7. Method according to 5 or 6, wherein the step of generating the performance log comprises averaging the partial performance logs.

8. Computer-implemented method for client-specific federated learning in a system comprising a central server unit and a plurality of client units each comprising local data, the method comprising the steps of:

receiving, by at least one of the client units, a toolset, the toolset being configured such that a plurality of different types of machine learned models can be created with the toolset;

creating with the toolset and training on the basis of the respective local data of the at least one client unit one or more machine learned models by the at least one client unit; and

uploading, by the at least one client unit, the one or more machine learned models to the central server unit.

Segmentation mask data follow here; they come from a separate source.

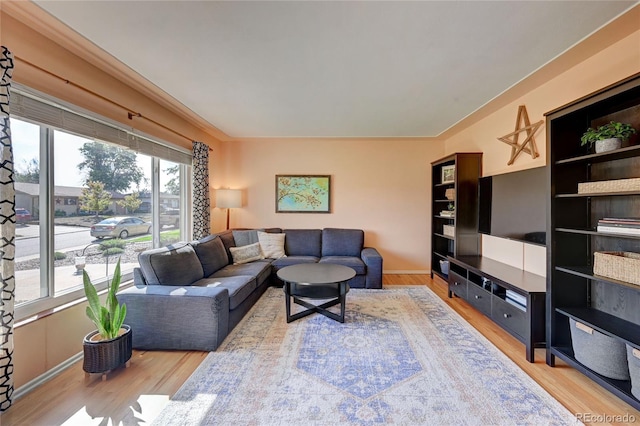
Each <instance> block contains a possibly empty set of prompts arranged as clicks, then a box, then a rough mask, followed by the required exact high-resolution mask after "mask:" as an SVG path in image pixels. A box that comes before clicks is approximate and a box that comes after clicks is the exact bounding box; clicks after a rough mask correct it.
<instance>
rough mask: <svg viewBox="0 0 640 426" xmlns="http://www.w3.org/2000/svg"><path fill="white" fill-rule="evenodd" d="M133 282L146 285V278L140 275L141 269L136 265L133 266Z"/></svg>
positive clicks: (136, 283)
mask: <svg viewBox="0 0 640 426" xmlns="http://www.w3.org/2000/svg"><path fill="white" fill-rule="evenodd" d="M133 284H134V285H137V286H140V285H147V284H148V283H147V280H145V279H144V275H142V269H140V268H138V267H136V268H133Z"/></svg>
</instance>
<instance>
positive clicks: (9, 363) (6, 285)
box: [0, 46, 16, 411]
mask: <svg viewBox="0 0 640 426" xmlns="http://www.w3.org/2000/svg"><path fill="white" fill-rule="evenodd" d="M12 72H13V55H12V54H11V52H10V51H9V49H7V48H6V47H4V46H0V76H1V77H2V79H1V80H0V144H1V145H0V147H1V148H2V160H1V161H0V282H1V283H2V289H1V291H2V299H1V300H0V411H5V410H6V409H8V408H9V407H10V406H11V396H12V394H13V305H14V302H15V288H16V281H15V276H14V271H15V263H14V256H15V251H16V246H15V237H16V205H15V202H16V193H15V187H14V181H13V149H12V147H11V129H10V128H9V96H10V90H9V89H10V87H11V74H12Z"/></svg>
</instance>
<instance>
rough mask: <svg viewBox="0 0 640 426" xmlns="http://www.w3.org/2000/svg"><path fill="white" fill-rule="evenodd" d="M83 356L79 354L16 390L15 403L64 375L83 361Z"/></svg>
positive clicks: (75, 354) (18, 388)
mask: <svg viewBox="0 0 640 426" xmlns="http://www.w3.org/2000/svg"><path fill="white" fill-rule="evenodd" d="M83 355H84V353H83V352H78V353H77V354H75V355H74V356H72V357H71V358H69V359H67V360H66V361H63V362H61V363H60V364H58V365H56V366H55V367H53V368H52V369H50V370H47V371H46V372H45V373H44V374H41V375H39V376H38V377H36V378H35V379H33V380H31V381H29V382H27V383H25V384H24V385H22V386H20V387H19V388H18V389H16V390H15V392H13V398H12V399H13V400H14V401H15V400H17V399H20V398H22V397H23V396H25V395H26V394H28V393H29V392H31V391H32V390H34V389H35V388H37V387H38V386H40V385H42V384H43V383H45V382H47V381H49V380H51V379H53V378H54V377H55V376H57V375H58V374H60V373H62V372H63V371H64V370H66V369H67V368H69V367H71V366H72V365H73V364H75V363H76V362H78V361H79V360H81V359H82V356H83Z"/></svg>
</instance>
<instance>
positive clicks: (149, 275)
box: [138, 243, 204, 285]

9. Method according to 8, further with the step of:

receiving, by at least one of the client units, one or more machine learned models from the central server unit.

10. Method according to 8 or 9, further with the steps of:

updating, by at least one of the client units, one or more machine learned models based on the respective local data at the at least one client unit to generate one or more updated machine learned models; and

uploading, by the at least one client unit, the one or more updated machine learned models to the central server unit.

11. Method according to 8 or 9, further with the steps of:

further training, by at least one of the client units, one or more incremental machine learned models based on the respective local data at the at least one client unit by incremental machine learning to generate one or more updated incremental machine learned models; and

uploading, by the at least one client unit, the one or more updated incremental machine learned models to the central server unit.

12. Method according to any of the preceding points, wherein the toolset further comprises algorithms for generating performance logs at the client units, the performance logs being respectively indicative of how a respective one of the machine learned models performs on the respective local data.

13. Method according to any of the preceding points, wherein the toolset is configured such that at least one incremental machine learned model can be derived from the toolset at the client units.

14. Method according to any of the preceding points, wherein the toolset comprises a plurality of untrained and trainable machine learning algorithms with different decision boundaries.

15. Method according to any of the preceding points, further with the steps of:

receiving, from at least one of the client units, configurational data; and

configuring the toolset according to the configurational data.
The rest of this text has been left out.